Não tá na hora de buscar os menino? Daqui a pouco, bora lá na pedra. Tiveram que passar em casa para pegar o beque: ainda bem que eu não desci com minha dola pro asfalto igual tu. Foi vacilo. Se o segurança quisesse, ele… Tá bom mané, eu tenho que agradecer o cara que me deu um tapão, é? Aproveitaram para comer uns biscoitos (porque bolacha é tapa na cara), passaram no boteco que os refugiara da chuva antes para garantir uma seda e se instalaram no promontório, que tinha hoje já dois grupinhos para aproveitar o paradisíaco ocaso de mais um dia de mormaço por sobre a metrópole e o mar aberto, tinto dos alaranjados e ocres do céu, onde uma bola vermelha baixava sem pressa.

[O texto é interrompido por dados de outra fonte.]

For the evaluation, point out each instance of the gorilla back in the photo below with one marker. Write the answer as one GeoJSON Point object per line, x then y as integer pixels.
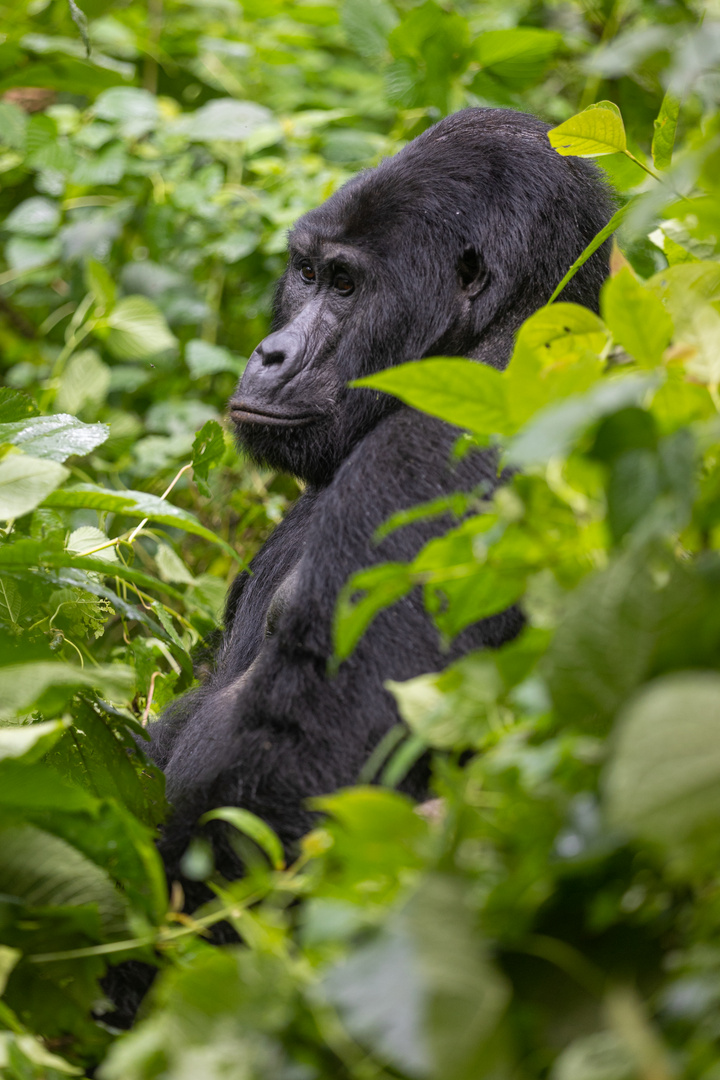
{"type": "Point", "coordinates": [445, 250]}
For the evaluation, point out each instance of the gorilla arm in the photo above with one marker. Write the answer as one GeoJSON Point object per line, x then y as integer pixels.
{"type": "Point", "coordinates": [284, 729]}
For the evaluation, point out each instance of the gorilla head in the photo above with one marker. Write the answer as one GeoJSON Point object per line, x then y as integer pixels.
{"type": "Point", "coordinates": [445, 248]}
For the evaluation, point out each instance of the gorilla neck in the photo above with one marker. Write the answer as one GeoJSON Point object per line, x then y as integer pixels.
{"type": "Point", "coordinates": [315, 451]}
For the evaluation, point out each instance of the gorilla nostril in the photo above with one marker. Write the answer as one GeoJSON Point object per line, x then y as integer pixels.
{"type": "Point", "coordinates": [272, 356]}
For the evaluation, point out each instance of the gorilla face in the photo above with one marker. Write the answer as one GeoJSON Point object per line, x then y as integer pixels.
{"type": "Point", "coordinates": [444, 248]}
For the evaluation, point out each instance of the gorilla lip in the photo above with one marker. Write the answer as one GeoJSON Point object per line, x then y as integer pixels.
{"type": "Point", "coordinates": [249, 414]}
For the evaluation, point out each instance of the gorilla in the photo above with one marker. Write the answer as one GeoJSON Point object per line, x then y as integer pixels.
{"type": "Point", "coordinates": [443, 250]}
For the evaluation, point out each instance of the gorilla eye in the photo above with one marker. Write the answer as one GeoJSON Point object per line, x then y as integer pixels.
{"type": "Point", "coordinates": [343, 284]}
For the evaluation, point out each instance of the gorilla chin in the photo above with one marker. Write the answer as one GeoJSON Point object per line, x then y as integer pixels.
{"type": "Point", "coordinates": [445, 248]}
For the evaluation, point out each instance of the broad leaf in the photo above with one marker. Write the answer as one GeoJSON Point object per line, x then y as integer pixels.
{"type": "Point", "coordinates": [207, 453]}
{"type": "Point", "coordinates": [665, 126]}
{"type": "Point", "coordinates": [597, 131]}
{"type": "Point", "coordinates": [636, 318]}
{"type": "Point", "coordinates": [460, 391]}
{"type": "Point", "coordinates": [23, 685]}
{"type": "Point", "coordinates": [248, 823]}
{"type": "Point", "coordinates": [136, 328]}
{"type": "Point", "coordinates": [663, 781]}
{"type": "Point", "coordinates": [56, 437]}
{"type": "Point", "coordinates": [25, 482]}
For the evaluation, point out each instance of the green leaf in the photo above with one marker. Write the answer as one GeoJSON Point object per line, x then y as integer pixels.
{"type": "Point", "coordinates": [134, 108]}
{"type": "Point", "coordinates": [636, 318]}
{"type": "Point", "coordinates": [223, 119]}
{"type": "Point", "coordinates": [54, 437]}
{"type": "Point", "coordinates": [35, 217]}
{"type": "Point", "coordinates": [13, 123]}
{"type": "Point", "coordinates": [15, 405]}
{"type": "Point", "coordinates": [30, 742]}
{"type": "Point", "coordinates": [363, 597]}
{"type": "Point", "coordinates": [449, 710]}
{"type": "Point", "coordinates": [86, 539]}
{"type": "Point", "coordinates": [460, 391]}
{"type": "Point", "coordinates": [207, 453]}
{"type": "Point", "coordinates": [43, 871]}
{"type": "Point", "coordinates": [23, 685]}
{"type": "Point", "coordinates": [597, 131]}
{"type": "Point", "coordinates": [85, 381]}
{"type": "Point", "coordinates": [556, 429]}
{"type": "Point", "coordinates": [25, 482]}
{"type": "Point", "coordinates": [136, 504]}
{"type": "Point", "coordinates": [665, 126]}
{"type": "Point", "coordinates": [423, 994]}
{"type": "Point", "coordinates": [663, 780]}
{"type": "Point", "coordinates": [597, 242]}
{"type": "Point", "coordinates": [517, 56]}
{"type": "Point", "coordinates": [27, 253]}
{"type": "Point", "coordinates": [35, 1054]}
{"type": "Point", "coordinates": [137, 329]}
{"type": "Point", "coordinates": [205, 359]}
{"type": "Point", "coordinates": [100, 284]}
{"type": "Point", "coordinates": [248, 823]}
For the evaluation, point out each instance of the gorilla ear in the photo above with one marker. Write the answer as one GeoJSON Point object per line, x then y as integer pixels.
{"type": "Point", "coordinates": [473, 273]}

E aí, maluco, vale a pena enganar o Camarão? Vale a pena se der certo. Não quer tentar de novo? Com uma peixeira? E como é que tu leva uma peixeira no bolso da bermuda, zé roela? Eu conheço o Camarão há muito tempo, primo, certeza que ele libera um berro pra mim, sem bala, só pra assustar! Bom, então você tenta falar com ele amanhã. O assunto parecia encerrado por ora, mas foi também abreviado pela chegada da Telma, a filha bonita do verdureiro com quem Chulé trocava olhares tímidos escolhendo tomates ou batatas, acompanhada do irmão mais novo, os dois se juntando à celebração canábica após um convite meio sem graça. Após alguma conversa miúda sobre a copa do mundo que ia acontecer em breve, um espetáculo que não era para eles, a Telma soltou um convite ao Chulé: o pai precisava de ajuda e ele podia trabalhar lá. O irmão concordou, aparentemente a contragosto, e o próprio convidado se forçou a mostrar interessado, mais na morena que no trabalho, na verdade. Quando recebeu o beque do “cunhado”, percebeu que estava todo babado, e protestou: ê, boca de piscina! Já não restava nada do sol quando se despediram, passaram na Gorete, que ofereceu torta de frango e refresco, e levaram para casa os menino, onde Milagres recebeu a todos afetuosamente. Igor foi dormir pensando: emprego normal é mesmo coisa de otário?